London, Aug. 4: Britain plans to introduce a “dashboard breathalyser” device which is designed to stop cars being started if the driver is over the legal alcohol limit.
The device, known as an alcolock, is aimed at preventing those who have been convicted of drinking and driving from reoffending.
These offenders can volunteer to have an alcolock fitted to their vehicle in a scheme that is due to be trialled in Bristol and in the West Midlands. It has been suggested that those who fit the device could have the length of their driving bans reduced.
The alcolock is an electronic device which is installed in a car. Before drivers are allowed to turn on the ignition they have to take a breath test in order to check their blood alcohol concentration (BAC).

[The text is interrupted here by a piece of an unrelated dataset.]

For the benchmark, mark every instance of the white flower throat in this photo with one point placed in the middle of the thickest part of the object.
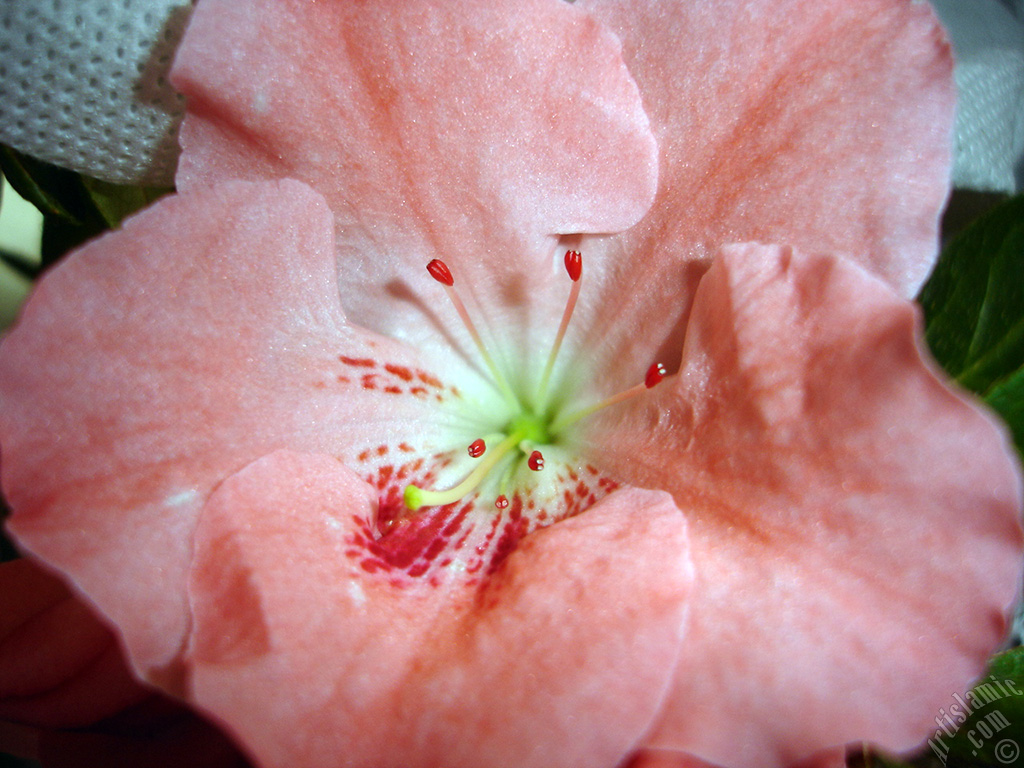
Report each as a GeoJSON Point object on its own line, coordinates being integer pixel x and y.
{"type": "Point", "coordinates": [534, 426]}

If the breath test reveals a BAC above the predetermined threshold level, the alcolock is activated and it is impossible to start the car.
Many states in America and Canada have introduced the alcolock, using it partly as a substitute for the suspension of a driving licence and partly as a preventive measure.
An alcolock trial is currently under way in Sweden. There, the user pays all the expenses of the alcolock programme which is around £1,250 a year.
British drivers will be expected to bear the cost if the system is introduced in the country.
Kevin Clinton, head of road safety at the Royal Society for the Prevention of Accidents, said: “We think these devices will prove useful. Evidence from overseas suggests that they are effective in reducing the likelihood of convicted drink-drivers from re-offending while the device is fitted to their car.”